Microsoft Soundscape

Wayfinding with audio - designing 3D auditory displays

I had the privilege to join the Guide Dogs UK / Cities Unlocked project earlier to help push it through the next phase of development. Our team built, productized and integrated a collection of truly amazing services to turn the idea into reality.

From a user experience perspective, the turn-by-turn navigation functionality is by far the most complex. We went through a number of evolutionary and revolutionary steps during the past 6 months that this article will walk through. We learned a lot through the process and I believe we are still just scratching the surface of what's possible with auditory displays in real world products.

Current State of the Art

Turn-by-turn navigation is a relatively mature technology area, with a large pool of hardware and software solutions. There are a few common traits to most, if not all commercial offerings:

A visual 2D/3D map with compass-based directional alignment.
Visual/Voice search with visual list results to find intended destination.
Live route guidance using a combination of skeuomorphic visuals: accurately scaled roadway maps and pictographs of lane position and direction of travel.
Voice guidance that is a direct translation of the visual guidance.
Nearly total reliance on roadway data^[1] as the vector source for routing, regardless of transport mode: car, bus, bike, walking.

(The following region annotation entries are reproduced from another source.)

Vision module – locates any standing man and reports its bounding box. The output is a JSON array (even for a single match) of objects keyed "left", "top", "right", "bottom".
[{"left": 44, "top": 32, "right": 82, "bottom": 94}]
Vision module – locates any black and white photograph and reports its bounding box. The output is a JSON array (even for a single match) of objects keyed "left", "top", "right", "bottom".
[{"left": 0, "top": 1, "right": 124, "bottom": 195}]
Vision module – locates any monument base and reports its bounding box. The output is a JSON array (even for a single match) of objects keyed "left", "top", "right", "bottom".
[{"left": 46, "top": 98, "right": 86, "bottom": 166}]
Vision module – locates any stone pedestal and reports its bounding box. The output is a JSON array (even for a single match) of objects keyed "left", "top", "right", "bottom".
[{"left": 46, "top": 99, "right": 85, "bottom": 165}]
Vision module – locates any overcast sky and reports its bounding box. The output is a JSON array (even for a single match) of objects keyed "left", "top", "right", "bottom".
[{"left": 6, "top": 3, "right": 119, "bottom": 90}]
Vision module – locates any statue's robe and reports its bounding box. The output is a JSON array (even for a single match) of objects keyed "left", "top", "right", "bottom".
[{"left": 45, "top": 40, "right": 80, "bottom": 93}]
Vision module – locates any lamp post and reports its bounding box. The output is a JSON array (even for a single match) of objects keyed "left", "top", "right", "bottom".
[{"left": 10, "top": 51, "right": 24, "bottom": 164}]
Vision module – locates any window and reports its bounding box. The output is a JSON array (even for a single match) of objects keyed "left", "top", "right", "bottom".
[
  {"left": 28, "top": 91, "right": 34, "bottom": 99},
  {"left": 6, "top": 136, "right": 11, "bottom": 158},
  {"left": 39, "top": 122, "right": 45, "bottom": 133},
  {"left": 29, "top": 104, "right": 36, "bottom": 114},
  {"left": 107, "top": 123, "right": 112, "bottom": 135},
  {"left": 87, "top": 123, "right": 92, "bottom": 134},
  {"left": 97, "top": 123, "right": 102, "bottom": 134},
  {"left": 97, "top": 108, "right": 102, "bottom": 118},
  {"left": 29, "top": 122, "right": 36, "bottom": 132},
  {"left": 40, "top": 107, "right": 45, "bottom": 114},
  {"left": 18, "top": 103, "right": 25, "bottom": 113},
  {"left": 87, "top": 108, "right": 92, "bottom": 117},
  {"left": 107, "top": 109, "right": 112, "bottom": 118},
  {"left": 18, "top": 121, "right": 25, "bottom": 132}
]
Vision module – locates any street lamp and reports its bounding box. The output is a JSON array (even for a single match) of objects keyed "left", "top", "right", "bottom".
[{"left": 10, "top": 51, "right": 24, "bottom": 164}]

There are a few notable interactions that are pretty unique.

Google maps (iOS) has haptic feedback for turn indications - Three vibrations for left, two vibrations for right. This is really useful for walking directions, you can almost leave your phone in your pocket.
Apple Maps (Apple Watch) uses haptic feedback as well but 12 pulses for a right turn and three double pulses for a left turn.

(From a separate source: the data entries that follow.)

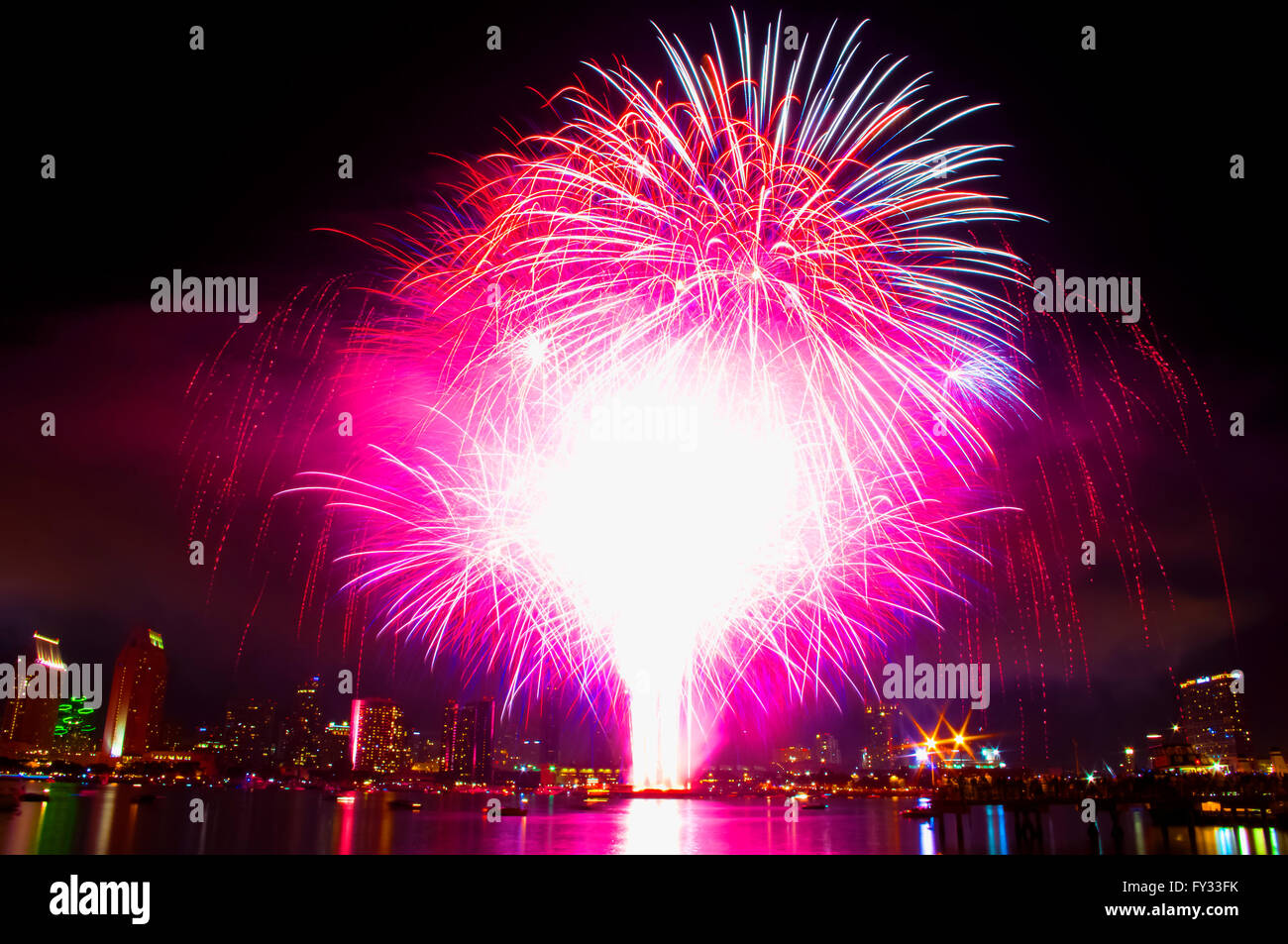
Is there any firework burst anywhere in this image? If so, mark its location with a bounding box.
[279,13,1026,786]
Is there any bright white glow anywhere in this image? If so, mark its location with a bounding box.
[525,383,802,787]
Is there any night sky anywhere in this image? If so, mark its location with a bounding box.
[0,3,1288,767]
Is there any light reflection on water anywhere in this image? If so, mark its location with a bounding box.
[0,785,1284,855]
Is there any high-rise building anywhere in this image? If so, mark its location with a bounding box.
[53,698,98,757]
[859,704,899,770]
[103,626,167,757]
[318,721,352,770]
[0,632,67,756]
[351,698,411,774]
[774,744,812,774]
[1180,673,1248,764]
[282,675,322,768]
[540,685,563,770]
[814,731,841,770]
[222,695,277,770]
[443,698,496,783]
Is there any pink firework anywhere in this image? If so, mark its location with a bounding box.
[281,13,1029,787]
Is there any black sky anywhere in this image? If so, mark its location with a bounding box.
[0,3,1288,764]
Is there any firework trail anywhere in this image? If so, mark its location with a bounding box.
[181,18,1226,787]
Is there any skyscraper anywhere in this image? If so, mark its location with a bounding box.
[103,626,167,757]
[814,733,841,770]
[222,695,277,769]
[282,675,322,768]
[1179,673,1248,764]
[0,632,67,756]
[443,698,496,783]
[351,698,411,774]
[859,704,899,770]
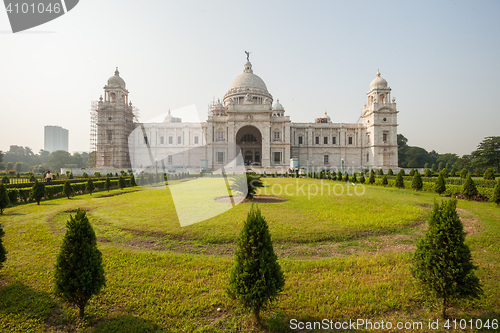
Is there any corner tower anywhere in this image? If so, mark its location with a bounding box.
[362,71,399,169]
[96,68,135,169]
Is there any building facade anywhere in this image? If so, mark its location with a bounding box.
[92,68,136,169]
[43,126,69,153]
[93,59,398,170]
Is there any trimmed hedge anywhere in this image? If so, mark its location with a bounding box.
[7,178,130,204]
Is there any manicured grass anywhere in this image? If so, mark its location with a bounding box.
[0,179,500,332]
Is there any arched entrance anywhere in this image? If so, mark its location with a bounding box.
[236,125,262,166]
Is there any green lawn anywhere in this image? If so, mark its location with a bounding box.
[0,179,500,332]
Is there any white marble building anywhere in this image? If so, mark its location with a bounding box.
[97,59,398,171]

Within the visually impaired community, two apps stand out from the rest:

Blindsquare which leverages FourSquare and OpenStreetMaps for POI (Point-of-interest) data, and has smooth handoff to Apple or Google maps for turn-by-turn direction.
SeeingEyeGPS is a fully baked navigation and POI explorer. It can also leverage FourSquare as a data source but handles it's own turn by turn directions.

Both apps rely on the phone's compass to find orientation and spoken language for relative direction. This is usually manifested by either clock-orientation (12 o'clock being straight ahead, and 6 o'clock being directly behind) or through cardinal orientation (north, south, east or west in addition to the user's current direction).

Cities unlocked introduces a new capability: highly accurate 3D spatial audio.

Lack of precision with spoken language

We struggled from the very beginning on finding a spoken language lexicon that could be both precise and brief. English is especially poor for this pursuit when it comes to wayfinding.

All GPS-based apps struggle with the same complexity, though for driving and sighted users, much of this can be masked by cognitive error correction based on visual landmarks.

If an app is telling you to turn right in 30ft, but the real turn is in 15ft due to GPS interference or LTE congestion, a sighted user can resolve the conflict quickly - the intersection will be in a slightly different place and they can quickly error-correct. For a visually impaired user, this can mean the difference between turning onto a path vs. the middle of a busy road.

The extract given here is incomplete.